Susan notifies George that NBC president Russell Dalrymple has called George's bluff and rescinded Jerry and George's pilot order, since—just as Jerry predicted—they have nothing of merit over any other contenders. Desperate to appeal to Dalrymple immediately, George wrestles Susan for her purse, containing Dalrymple's home address.

To help Elaine break up with Dr. Reston, Kramer calls Reston, posing as her boyfriend. Kramer puts on a show of intimidating Reston, but Reston's off-screen replies turn Kramer deferential. Kramer accommodates Reston's request to speak in person, forgetting that he is free to refuse.

Despite not having his wallet, Morty fights with Jerry for the restaurant check as always; this proves futile when the maître d' turns down Morty's promise to pay by mail. Meanwhile, Jerry corners Leo in the men's room and demands to buy the watch back for far more than it's worth, but Morty catches them in the act. Later, Jerry indeed asks the hostess out, but discovers too late her bizarre, cartoonish laugh.
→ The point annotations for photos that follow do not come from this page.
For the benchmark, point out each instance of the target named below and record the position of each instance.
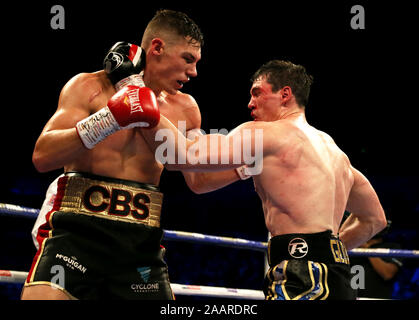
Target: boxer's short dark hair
(179, 23)
(281, 73)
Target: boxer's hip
(320, 247)
(108, 198)
(307, 267)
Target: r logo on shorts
(297, 248)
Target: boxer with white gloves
(104, 225)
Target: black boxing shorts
(101, 240)
(313, 266)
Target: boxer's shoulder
(181, 106)
(87, 87)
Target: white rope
(10, 276)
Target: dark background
(364, 96)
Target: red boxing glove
(130, 107)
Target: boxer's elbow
(381, 221)
(40, 163)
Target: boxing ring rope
(10, 276)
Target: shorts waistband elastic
(318, 247)
(109, 198)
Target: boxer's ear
(286, 93)
(157, 46)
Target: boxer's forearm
(203, 182)
(354, 232)
(56, 148)
(190, 155)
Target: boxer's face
(264, 103)
(175, 65)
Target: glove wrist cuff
(97, 127)
(241, 171)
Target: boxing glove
(123, 63)
(130, 107)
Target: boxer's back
(305, 185)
George seizes the concierge phone at Dalrymple's highrise apartment building and begs to be let in. Interrupting Dalrymple's dinner, George blathers on as if to close the deal, even as Dalrymple offers him nothing. With his dinner companion growing bored, Dalrymple finally agrees to George undercutting the original price, so that he will leave.

At Reston's office, Kramer is beguiled into gladly endorsing Reston and Elaine as a couple. Waiting downstairs, Elaine encounters "Crazy" Joe Davola, knowing nothing about him, and they hit it off. Davola consults Reston after Kramer, and gushes over his newfound love for Elaine.
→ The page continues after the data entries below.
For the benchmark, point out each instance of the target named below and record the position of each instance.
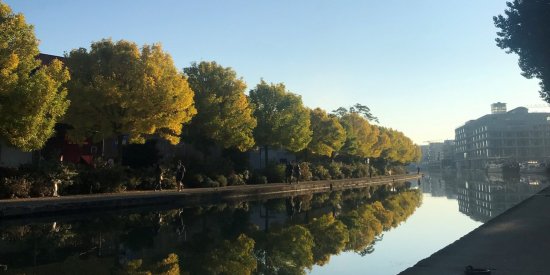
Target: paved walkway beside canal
(515, 242)
(188, 197)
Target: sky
(424, 67)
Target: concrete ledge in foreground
(189, 197)
(516, 242)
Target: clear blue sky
(423, 67)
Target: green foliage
(110, 82)
(306, 172)
(328, 134)
(525, 30)
(14, 187)
(222, 180)
(224, 113)
(360, 136)
(32, 95)
(275, 172)
(335, 170)
(283, 121)
(236, 179)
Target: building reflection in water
(483, 196)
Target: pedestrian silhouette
(180, 173)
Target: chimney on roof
(498, 108)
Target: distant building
(498, 108)
(516, 135)
(438, 154)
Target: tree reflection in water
(280, 236)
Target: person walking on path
(159, 177)
(288, 173)
(297, 172)
(180, 173)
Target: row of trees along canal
(120, 90)
(280, 236)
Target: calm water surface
(377, 230)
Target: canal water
(375, 230)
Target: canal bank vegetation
(134, 98)
(281, 236)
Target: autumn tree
(525, 31)
(32, 95)
(283, 120)
(224, 113)
(360, 136)
(328, 134)
(117, 89)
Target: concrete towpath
(188, 197)
(516, 242)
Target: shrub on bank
(15, 187)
Morty and Helen accept Jerry's apology, while George eats crow for his self-sabotage with NBC. Jerry thoughtfully replaces Morty's lost wallet, secretly loaded with money to also reimburse his lost cash. Seeing Velcro on the wallet, Morty sours on the gift and throws it away without looking inside. Uncle Leo, who is driving Morty and Helen to the airport, fishes the wallet out of the trash.